According to the National Institute of Mental Health (NIMH), nearly 1 in 5 adults in the U.S. are living with mental illness. About half of the estimated 52.9 million individuals living with mental health conditions also suffer from substance use disorders of drugs and alcohol. This epidemic hit an all-time high last year as the number of drug overdose-related deaths was over 107,622, according to the Centers for Disease Control and Prevention (CDC).

Unfortunately, many people may feel uncomfortable seeking help due to the stigma surrounding behavioral health issues. By coming together to destigmatize mental illness and showing support for those living with behavioral health issues, we can help millions of people get the treatment they deserve.

Some initiatives aiming to ease the behavioral health crisis include increased research for substance use prevention, better access to treatment, and improved crisis care. The National Institute on Drug Abuse (NIDA) supports research to find ways to prevent substance use. As awareness for mental health increases, the availability of treatment options expands. And the new National Suicide Prevention Lifeline phone number, 988, will roll out in July 2022 to connect individuals in emergency situations with life-saving mental health care.

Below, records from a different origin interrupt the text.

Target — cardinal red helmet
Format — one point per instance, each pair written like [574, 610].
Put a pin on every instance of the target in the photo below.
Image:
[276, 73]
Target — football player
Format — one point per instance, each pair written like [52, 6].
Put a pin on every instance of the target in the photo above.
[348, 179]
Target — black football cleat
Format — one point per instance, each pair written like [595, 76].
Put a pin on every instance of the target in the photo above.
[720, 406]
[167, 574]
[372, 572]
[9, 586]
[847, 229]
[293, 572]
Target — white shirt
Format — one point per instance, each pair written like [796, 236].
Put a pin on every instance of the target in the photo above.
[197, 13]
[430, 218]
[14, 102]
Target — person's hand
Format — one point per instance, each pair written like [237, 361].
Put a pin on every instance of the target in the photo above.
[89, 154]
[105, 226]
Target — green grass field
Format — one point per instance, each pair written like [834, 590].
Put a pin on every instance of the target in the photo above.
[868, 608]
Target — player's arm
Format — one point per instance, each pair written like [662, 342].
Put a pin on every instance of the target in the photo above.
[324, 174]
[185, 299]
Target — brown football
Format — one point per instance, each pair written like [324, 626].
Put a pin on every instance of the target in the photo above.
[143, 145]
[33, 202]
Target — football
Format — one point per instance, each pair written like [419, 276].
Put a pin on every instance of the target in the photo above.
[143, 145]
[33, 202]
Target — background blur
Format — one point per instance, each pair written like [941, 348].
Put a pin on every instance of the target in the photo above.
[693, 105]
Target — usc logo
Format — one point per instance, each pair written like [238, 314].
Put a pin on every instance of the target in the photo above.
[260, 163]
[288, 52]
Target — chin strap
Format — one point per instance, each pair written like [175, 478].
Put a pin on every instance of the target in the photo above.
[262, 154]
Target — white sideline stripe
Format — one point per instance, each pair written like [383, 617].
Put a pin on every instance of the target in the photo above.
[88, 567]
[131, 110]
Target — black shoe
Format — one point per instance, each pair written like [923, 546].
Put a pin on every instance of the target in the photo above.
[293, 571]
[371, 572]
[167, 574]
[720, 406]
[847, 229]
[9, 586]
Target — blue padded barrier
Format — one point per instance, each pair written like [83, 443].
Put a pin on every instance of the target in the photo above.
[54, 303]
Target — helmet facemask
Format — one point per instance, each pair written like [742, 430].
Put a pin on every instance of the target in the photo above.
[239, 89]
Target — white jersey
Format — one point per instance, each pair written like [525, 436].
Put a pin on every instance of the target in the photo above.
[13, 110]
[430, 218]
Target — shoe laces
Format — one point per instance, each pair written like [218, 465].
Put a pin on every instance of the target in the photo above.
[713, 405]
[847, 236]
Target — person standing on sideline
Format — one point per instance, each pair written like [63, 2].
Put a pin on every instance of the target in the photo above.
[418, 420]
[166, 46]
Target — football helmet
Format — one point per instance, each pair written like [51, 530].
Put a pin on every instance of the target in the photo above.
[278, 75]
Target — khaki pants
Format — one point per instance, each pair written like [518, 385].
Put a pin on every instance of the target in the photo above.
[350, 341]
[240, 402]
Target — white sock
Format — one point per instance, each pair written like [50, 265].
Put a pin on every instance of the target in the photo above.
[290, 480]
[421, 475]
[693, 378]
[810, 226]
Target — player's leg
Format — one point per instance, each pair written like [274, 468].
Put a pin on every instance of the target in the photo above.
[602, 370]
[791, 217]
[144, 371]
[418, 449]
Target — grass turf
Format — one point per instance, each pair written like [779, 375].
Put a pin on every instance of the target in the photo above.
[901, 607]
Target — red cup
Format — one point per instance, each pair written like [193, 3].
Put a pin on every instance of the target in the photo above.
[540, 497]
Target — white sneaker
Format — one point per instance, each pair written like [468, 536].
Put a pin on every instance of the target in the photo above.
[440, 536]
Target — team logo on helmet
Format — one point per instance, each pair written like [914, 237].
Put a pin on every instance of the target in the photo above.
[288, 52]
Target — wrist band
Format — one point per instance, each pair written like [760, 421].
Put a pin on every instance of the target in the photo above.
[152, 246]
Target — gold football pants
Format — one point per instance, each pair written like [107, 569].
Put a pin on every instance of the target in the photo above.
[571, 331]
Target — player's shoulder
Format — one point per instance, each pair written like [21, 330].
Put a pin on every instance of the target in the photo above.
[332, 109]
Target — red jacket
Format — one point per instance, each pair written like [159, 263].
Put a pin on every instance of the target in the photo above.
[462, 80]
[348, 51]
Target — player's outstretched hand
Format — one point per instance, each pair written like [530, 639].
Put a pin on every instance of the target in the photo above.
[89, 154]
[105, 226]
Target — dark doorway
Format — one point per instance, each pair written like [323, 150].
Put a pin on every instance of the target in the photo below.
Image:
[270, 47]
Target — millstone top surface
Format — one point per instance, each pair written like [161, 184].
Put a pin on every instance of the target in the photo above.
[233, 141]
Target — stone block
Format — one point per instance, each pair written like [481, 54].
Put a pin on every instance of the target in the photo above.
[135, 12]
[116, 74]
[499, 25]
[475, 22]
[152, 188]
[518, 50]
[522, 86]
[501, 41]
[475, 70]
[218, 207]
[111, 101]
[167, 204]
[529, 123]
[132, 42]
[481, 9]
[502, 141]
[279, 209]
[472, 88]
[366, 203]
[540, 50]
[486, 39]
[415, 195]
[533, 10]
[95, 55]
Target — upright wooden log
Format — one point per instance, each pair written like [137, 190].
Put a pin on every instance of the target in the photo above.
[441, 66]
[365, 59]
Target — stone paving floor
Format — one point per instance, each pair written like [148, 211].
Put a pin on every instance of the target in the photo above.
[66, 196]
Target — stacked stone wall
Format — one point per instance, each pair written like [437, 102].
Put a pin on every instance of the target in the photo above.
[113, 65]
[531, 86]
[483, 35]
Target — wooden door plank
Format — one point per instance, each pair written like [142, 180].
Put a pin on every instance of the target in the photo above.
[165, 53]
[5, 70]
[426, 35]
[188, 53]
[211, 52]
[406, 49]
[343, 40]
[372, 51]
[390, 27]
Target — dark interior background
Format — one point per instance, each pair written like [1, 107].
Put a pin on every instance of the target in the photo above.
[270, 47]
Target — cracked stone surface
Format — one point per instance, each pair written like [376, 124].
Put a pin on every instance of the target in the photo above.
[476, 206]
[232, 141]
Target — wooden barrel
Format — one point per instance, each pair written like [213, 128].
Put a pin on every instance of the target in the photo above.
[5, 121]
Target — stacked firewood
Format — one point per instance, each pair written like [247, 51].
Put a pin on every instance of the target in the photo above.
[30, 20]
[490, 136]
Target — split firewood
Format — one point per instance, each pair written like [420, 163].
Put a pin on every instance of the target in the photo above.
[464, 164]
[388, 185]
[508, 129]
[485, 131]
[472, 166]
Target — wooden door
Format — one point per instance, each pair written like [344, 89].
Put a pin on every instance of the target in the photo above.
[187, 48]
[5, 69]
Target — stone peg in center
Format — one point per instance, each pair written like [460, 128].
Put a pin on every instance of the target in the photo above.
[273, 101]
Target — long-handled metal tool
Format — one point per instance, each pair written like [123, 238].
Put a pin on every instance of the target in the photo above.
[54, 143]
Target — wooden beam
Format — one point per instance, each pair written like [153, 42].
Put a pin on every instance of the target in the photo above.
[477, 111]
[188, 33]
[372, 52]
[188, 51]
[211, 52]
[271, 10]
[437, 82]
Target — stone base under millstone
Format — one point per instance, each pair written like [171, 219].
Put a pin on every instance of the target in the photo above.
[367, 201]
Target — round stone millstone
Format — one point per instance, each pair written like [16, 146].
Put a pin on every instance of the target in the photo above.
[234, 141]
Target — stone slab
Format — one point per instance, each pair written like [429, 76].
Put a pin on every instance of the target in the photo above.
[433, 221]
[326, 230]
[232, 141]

These are only a handful of large initiatives to make mental health treatment more accessible. We, as providers and individuals, can make a great impact on this movement by helping our own loved ones get the behavioral health treatment they need.

Some ways we can support and advocate for patients and even our loved ones struggling with their mental health include:

  • Express your concern in a gentle manner. Talking about mental health can be emotional. Being gentle can keep an individual comfortable during a sensitive conversation.
  • Be a good listener. Ask the individual questions and listen carefully when they tell their story.
  • Tell them there are people who care about them. Letting the individual know their loved ones care about them and their healing can go a long way.
  • Explain that you can get them help. Many people may feel uncomfortable in taking the first step to find treatment. Offering up resources to find treatment can be life-changing during this process.
  • Be aware of triggers. Individuals with behavioral health issues such as substance use disorders or anxiety may have certain triggers that impact their actions and emotions deeply. Being mindful of these triggers can support them during treatment.
  • Watch for behavioral changes. If an individual is exhibiting signs of anxiety, depression, anger, lethargy, or social isolation, check up on them to see if they need help.
  • Check in on them during recovery. Behavioral health treatment can take time, so it’s important to let the individual know they have your support throughout the entire journey.

Mental Health Awareness Month is a time for us to reflect on the behavioral health crisis. By working together, we can do our part in improving access to treatment and destigmatizing mental illness.

We believe that a healthy mind is an inherent part of a healthy body and that we must start seeing our physical and mental health equally. Eliminating the shame, fear, and discrimination associated with mental health is an important step in empowering individuals to get the help they need.

Throughout the month, we want to foster more open conversations about mental health through community events, sharing information, and highlighting resources available to support those living with mental illness.